Judges in white coats


According to a certain idealized and profoundly erroneous image, while disagreement and controversy reign in politics, the legal sphere is a haven of light and clarity in which everything is firmly established according to immutable principles and rules. Faced with the turmoil of the political, the infallible stillness of the juridical. If there were still any defenders of this kind of picture, I suppose that the pandemic will have taken with it, along with tens of thousands of lives, any certainty they might have harboured in this respect.

Already in May of this year we were able to witness a first demonstration that, in terms of its security and certainty, the legal is far from being anything like a mathematical theorem. Once the state of alarm had expired, the High Courts of each autonomous community had to endorse, or not, the health measures agreed by the different autonomous governments. The judicial discrepancy was so profound that it affected, first, the mere question of the possibility of such measures being taken. According to the High Court of Justice of Valencia, Law 3/1986 not only allowed the autonomous governments to adopt one or other measures, but if this were not the case, such law “would have no reason to exist or sense”. An interpretative forcefulness that did not convince their counterparts in the Basque Country, who considered that “our legal system does not allow the autonomous communities to agree, outside the state of alarm, restrictive measures of fundamental rights with a general non-individualized character”.

Of course, if there was not even agreement when it came to deciding whether the measures were legal or not, imagine when it came to deciding what measures. There has been no court or judge who has not launched – with a forcefulness and certainty worthy of a better cause – to establish nothing less than judgments of proportionality between the health measures adopted and the foreseeable effects of the same in order to mitigate the pandemic. And so we have seen judges endorse the curfew and others prohibit it; judges establishing the relevance of perimeter closures and others denying it; some estimating the effectiveness of restricting meetings and others ruling, very seriously, that it’s a case of “peel to the sea”; and those beyond, finally, calibrating the exact number – not one more, not one less – of diners that it is advisable to share a table on a terrace in order to prevent the spread of the virus.

The recent ruling of the Constitutional Court has only culminated this surprising drift. Not in terms of content – we have not seen, as yet, the members of theThe Court of Appeals has been called the “epidemiologist of the High Court”, but, at the rate we are going, everything will be fine – but it is in terms of the complete legal vagueness that the sentence itself reflects. The dissenting opinions also reveal completely different arguments, not only in their conclusion, but above all in their perspective, in their mere conception, if you like. And, most significantly, there is no clear ideological line. It is curious: ideology, although always deplorable when mixed with the legal, at least responds to a previous order, to a structure, to a certain interpretative stability. Here, not even that. The word is gibberish, as it was in May with the different decisions of the Autonomous Courts. And if the law can say everything, then it is clear that it says nothing.

A few months ago, a judge – I think from the Basque High Court, but I’ll spare myself the effort of looking on the internet to find out who it was: who cares – said something to the effect that epidemiologists were family doctors with extra training.
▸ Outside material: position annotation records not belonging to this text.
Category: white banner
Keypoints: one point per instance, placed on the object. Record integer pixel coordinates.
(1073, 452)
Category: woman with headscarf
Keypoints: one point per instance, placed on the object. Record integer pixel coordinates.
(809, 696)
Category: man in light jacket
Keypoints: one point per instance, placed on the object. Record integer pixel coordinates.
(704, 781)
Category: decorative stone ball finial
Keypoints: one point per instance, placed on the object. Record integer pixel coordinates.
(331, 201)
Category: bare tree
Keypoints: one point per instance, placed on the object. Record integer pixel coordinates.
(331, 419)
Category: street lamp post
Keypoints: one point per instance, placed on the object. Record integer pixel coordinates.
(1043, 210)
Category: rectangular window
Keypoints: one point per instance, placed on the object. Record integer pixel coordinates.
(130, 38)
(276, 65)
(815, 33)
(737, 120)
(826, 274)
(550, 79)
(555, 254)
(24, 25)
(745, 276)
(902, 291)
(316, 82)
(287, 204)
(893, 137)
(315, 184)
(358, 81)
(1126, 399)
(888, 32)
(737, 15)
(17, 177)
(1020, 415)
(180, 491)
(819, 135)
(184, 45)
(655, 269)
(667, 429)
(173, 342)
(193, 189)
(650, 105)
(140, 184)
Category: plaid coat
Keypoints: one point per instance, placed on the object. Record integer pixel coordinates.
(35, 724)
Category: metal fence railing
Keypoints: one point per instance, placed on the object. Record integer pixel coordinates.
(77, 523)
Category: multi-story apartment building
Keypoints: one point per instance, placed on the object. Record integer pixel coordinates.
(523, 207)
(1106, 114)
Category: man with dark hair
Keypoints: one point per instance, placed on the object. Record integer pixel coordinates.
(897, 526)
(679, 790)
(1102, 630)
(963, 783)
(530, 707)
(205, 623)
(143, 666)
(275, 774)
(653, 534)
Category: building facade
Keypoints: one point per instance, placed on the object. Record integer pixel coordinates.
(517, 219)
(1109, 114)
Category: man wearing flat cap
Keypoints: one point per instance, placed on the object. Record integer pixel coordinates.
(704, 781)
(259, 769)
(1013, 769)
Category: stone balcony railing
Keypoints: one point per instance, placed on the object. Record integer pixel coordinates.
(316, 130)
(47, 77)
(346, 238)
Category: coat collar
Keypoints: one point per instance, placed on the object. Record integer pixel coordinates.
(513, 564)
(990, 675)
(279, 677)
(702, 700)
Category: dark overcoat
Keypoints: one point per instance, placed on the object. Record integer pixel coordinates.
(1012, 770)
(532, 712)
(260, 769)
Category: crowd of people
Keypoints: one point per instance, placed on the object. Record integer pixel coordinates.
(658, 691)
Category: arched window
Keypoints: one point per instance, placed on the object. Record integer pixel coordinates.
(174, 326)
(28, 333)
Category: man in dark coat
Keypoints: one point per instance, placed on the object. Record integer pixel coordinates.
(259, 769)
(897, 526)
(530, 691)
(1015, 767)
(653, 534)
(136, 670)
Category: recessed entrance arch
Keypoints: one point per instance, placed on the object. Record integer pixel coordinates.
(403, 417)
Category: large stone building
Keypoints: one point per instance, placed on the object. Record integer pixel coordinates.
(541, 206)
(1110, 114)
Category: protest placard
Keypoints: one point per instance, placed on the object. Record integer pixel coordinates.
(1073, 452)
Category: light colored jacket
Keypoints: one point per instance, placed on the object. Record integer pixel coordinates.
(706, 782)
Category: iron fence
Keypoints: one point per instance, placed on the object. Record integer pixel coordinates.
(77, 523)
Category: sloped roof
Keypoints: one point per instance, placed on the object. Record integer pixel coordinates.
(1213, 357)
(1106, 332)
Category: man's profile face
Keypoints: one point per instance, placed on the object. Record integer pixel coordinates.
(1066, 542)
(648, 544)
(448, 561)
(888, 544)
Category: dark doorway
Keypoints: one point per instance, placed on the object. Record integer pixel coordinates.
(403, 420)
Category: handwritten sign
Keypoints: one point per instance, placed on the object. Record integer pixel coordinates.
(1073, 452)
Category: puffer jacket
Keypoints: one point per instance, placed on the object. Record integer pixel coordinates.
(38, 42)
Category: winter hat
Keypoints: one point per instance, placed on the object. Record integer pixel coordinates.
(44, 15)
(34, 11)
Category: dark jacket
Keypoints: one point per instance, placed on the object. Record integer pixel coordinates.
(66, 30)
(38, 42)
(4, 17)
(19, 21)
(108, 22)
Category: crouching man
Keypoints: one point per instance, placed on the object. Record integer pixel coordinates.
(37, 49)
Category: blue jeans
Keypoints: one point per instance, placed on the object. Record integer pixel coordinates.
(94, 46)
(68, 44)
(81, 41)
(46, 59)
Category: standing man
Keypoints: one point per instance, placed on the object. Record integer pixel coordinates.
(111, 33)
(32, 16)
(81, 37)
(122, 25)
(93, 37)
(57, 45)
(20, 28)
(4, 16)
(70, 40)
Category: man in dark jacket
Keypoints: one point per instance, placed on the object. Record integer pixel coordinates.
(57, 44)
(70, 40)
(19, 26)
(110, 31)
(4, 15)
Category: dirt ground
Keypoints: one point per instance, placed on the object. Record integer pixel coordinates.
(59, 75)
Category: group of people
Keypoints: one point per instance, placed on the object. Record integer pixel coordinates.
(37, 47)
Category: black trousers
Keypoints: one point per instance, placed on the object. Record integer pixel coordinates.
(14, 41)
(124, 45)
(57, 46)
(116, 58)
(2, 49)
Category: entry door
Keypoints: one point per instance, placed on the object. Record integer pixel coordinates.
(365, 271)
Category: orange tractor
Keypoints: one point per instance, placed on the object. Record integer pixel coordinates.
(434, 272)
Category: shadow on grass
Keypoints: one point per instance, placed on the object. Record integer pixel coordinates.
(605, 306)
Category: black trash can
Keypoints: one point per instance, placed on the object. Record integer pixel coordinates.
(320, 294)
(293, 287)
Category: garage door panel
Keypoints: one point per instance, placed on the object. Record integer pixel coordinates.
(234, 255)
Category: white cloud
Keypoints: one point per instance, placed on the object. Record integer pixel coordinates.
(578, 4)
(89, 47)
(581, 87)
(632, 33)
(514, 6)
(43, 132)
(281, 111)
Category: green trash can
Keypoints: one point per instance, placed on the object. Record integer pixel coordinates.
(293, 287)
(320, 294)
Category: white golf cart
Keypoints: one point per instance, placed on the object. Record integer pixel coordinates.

If that is the mentality of part of the judiciary, it is not surprising what is happening. I don’t know what unheard-of bias is pushing towards this state of affairs – only in Spain, it seems – but at least one thing is clear to me:“salus pública” does not mean, as many insist on translating it, “public health”; it means ” publicsalvation “.

It is the doctors, the scientists, the health workers and the health teams who are saving our lives. It is they – and the politicians we have elected – who are leading that campaign of salvation and making the decisions they think best. Of course they are limiting our rights: there is no need for the courts to remind us of this, we know it and we understand it from the first death. If there were an overwhelming, immaculate, stony and undisputed legal consensus, fine. But, as it is obvious that there is not, there is a very simple way out, which is perfectly legitimate from a legal point of view according to many interpretations, and that is to let the medical specialists do their job and not to put sticks in the wheels. They answer to scientific evidence and to their vocation of service. Politicians answer to us every four years. Judges apply the law. So, if they are not very, very, very, very clear and there are people dying, let them do it.